L’hormonothérapie bio-identique et la médecine anti-âge au féminin

Mieux comprendre la préménopause, la périménopause et la ménopause

Le parcours hormonal des femmes est jalonné d’étapes naturelles qui, bien que normales, constituent des tournants majeurs pour leur santé et leur bien-être. Entre 40 et 55 ans, la transition vers la ménopause s’accompagne de changements physiques, psychologiques et métaboliques parfois profonds.

Ces phases transitoires hormonales, longtemps banalisées, ont pourtant un impact réel sur la qualité de vie. Les données récentes sont sans équivoque : 87 % des femmes sont affectées par au moins un symptôme et 67 % souffrent de troubles génito-urinaires (Étude GEMVi, 2022). Une femme sur quatre présente même des symptômes qu’on qualifie de « sévères ».

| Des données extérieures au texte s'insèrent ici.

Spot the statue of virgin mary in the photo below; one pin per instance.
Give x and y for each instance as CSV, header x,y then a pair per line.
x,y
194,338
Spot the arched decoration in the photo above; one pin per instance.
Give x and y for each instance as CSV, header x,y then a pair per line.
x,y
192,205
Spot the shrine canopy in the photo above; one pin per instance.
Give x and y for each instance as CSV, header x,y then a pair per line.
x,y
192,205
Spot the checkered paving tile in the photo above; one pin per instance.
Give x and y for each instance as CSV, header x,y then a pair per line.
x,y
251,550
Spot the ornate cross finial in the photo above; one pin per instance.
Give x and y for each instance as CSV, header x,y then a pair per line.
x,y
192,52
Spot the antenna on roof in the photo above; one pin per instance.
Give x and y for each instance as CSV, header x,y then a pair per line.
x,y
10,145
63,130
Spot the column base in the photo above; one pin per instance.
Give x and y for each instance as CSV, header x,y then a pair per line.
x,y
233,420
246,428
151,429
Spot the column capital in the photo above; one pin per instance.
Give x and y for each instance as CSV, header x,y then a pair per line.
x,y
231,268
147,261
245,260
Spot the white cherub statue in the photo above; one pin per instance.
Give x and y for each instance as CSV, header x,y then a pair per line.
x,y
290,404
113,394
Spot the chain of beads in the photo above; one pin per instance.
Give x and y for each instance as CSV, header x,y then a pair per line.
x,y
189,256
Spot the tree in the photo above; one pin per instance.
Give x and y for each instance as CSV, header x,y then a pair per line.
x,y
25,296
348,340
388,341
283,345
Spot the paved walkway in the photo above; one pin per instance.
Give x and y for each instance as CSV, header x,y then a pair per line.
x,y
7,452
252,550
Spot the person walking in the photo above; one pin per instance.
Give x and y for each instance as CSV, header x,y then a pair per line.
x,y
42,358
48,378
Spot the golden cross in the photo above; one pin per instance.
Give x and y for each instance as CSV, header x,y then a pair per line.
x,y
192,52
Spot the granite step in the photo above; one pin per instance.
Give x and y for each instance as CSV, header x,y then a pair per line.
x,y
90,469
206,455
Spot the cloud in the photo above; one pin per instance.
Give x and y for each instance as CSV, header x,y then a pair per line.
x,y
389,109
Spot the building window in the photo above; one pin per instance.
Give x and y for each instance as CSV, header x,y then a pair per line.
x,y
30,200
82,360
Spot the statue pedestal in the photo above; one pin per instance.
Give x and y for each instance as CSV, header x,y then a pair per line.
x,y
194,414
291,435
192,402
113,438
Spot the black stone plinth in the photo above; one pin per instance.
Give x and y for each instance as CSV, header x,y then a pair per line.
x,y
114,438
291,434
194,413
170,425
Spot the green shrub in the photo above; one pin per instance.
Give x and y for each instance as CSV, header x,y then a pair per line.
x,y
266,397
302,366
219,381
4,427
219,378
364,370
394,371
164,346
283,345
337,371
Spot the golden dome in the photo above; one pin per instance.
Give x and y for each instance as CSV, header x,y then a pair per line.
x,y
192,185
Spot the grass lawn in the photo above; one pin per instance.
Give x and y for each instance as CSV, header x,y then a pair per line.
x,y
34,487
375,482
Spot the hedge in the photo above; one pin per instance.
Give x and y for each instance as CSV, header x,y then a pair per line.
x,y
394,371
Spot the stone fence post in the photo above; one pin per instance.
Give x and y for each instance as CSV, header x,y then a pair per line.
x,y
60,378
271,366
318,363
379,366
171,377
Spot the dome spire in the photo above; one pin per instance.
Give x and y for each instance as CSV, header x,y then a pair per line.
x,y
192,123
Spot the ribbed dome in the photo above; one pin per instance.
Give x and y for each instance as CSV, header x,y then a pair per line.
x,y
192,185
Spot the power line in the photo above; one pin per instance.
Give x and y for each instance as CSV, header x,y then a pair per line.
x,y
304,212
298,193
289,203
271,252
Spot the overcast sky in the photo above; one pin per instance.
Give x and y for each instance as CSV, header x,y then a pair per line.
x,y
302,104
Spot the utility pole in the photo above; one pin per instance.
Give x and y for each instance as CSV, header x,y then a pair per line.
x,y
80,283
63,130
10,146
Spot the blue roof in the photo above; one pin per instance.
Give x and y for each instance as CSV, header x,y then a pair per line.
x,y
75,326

Aujourd’hui, l’approche médicale a évolué pour offrir des solutions efficaces, sécuritaires et personnalisées aux besoins propres à chacune.

 

1. Définir les étapes : De quoi parle-t-on exactement ?

Il est essentiel de bien distinguer ces trois phases pour mieux identifier les besoins de prise en charge :

  • La préménopause : C’est la phase où la fonction ovarienne commence à décliner discrètement. Les cycles menstruels restent réguliers, mais de subtiles fluctuations hormonales peuvent apparaître.
  • La périménopause : C’est la « zone de turbulences ». Elle débute lorsque les cycles menstruels deviennent irréguliers. Les variations d’œstrogènes et de progestérone y sont les plus marquées.
  • La ménopause : Elle est cliniquement confirmée après 12 mois consécutifs sans menstruations ou par un bilan hormonal, et marque l’arrêt définitif de la production hormonale ovarienne.

 

2. Pourquoi le corps change-t-il ?

Les ovaires produisent progressivement moins d’œstrogènes et de progestérone. Or, ces hormones agissent comme des clés sur de multiples récepteurs situés dans tout votre corps : cerveau, os, cœur, peau et système urogénital. C’est leur carence, et surtout leurs fluctuations brutales, qui expliquent la diversité des symptômes observés.

 

3. Symptômes et conséquences : un impact global sur la santé

Les symptômes de la ménopause ne sont pas de simples désagréments passagers, mais le reflet d’un changement métabolique profond qui affecte à la fois le confort immédiat et la santé à long terme.

  • Vieillissement cutané : La chute des œstrogènes entraîne une perte de 30 % du collagène cutané cinq ans après la ménopause. Cela provoque un affinement de la peau, une perte de fermeté et une sécheresse accrue, accélérant ainsi le vieillissement, notamment du visage.
  • Risques métaboliques, cardio-vasculaires et neuro-vasculaires : Au-delà de l’aspect esthétique et du confort, le déficit hormonal entraîne une modification significative du profil de risque chez la femme. La baisse des œstrogènes augmente le risque de développer une maladie cardiovasculaire et une perte de densité osseuse (ostéoporose). De plus, l’arrêt des cycles menstruels s’accompagne d’une baisse du métabolisme et, souvent, d’une prise de poids.

 

Une étude majeure publiée dans le Journal of the American Heart Association (El Khoudary et al., 2020) souligne que la transition ménopausique est une période de vulnérabilité où l’on observe une accélération du dépôt de graisse viscérale et une altération du profil lipidique, augmentant significativement le risque d’athérosclérose et de maladies coronariennes.

 

Santé intime et sexualité

Le syndrome génito-urinaire de la ménopause (SGUM) touche près de deux femmes sur trois. Sans traitement, les deux symptômes suivants s’aggravent progressivement :

  • Sécheresse vaginale et dyspareunie : L’atrophie de la muqueuse entraîne des brûlures et des douleurs lors des rapports sexuels.
  • Baisse de la libido (désir sexuel).

 

4. Le traitement hormonal bio-identique : une solution éprouvée

Le traitement hormonal bio-identique vise à compenser les hormones dont le corps cesse de produire. C’est une pierre angulaire de la médecine anti-âge des femmes. Il est parfaitement prouvé aujourd’hui qu’il n’augmente pas le risque de cancer du sein.

  • Supprimer les symptômes invalidants (bouffées de chaleur, troubles du sommeil, brouillard mental).
  • Protéger le capital cardiovasculaire et osseux, réduisant ainsi les risques de complications à long terme.
  • Restaurer le confort intime et prévenir le syndrome génito-urinaire.